Because the examined material structures are significantly different in terms of the cell shape, the sampling procedure of their Brillouin zones must be handled appropriately. For each structure, a Monkhorst-Pack k-point mesh51 of a given spacing parameter hk in the reciprocal space was used. For the geometry optimization and dielectric constant calculations, hk=0.25 Å−1 while the band gap calculations have been performed on a finer Γ-centered mesh with hk=0.20 Å−1. We further set the lower limit for the Monkhorst-Pack mesh dimensionality, that is, the number of grid points along any reciprocal axis is no less than 3, regardless of how short the reciprocal lattice dimension along this axis is.

During the relaxation step, we optimized both the cell and the atomic degrees of freedom of the materials structures until atomic forces are smaller than 0.01 eV Å−1. Calculations for band gap Eg was then carried out on top of the equilibrium structures.

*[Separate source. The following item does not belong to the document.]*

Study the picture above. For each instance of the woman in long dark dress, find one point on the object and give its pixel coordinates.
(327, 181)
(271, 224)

Because Eg is typically underestimated with a GGA XC functional like rPW86 (ref. 52), this important physical property has also been calculated with the hybrid Heyd-Scuseria-Ernzerhof (HSE06) XC functional53,54 with an expectation that the calculated result would become much closer to the true material band gap. Both EgGGA and EgHSE06, the band gap calculated at the GGA-rPW86 and HSE06 levels of theory, are provided in all the entries of the dataset (see File format for more details). Finally, the dielectric constant ε of these structures was calculated within the DFPT formalism as implemented in vasp package. Calculations of this type involve the determination of the lattice vibrational spectra at Γ, the center of the Brillouin zone. This information is also used to compute the IR spectra of some structures for the purpose of validation.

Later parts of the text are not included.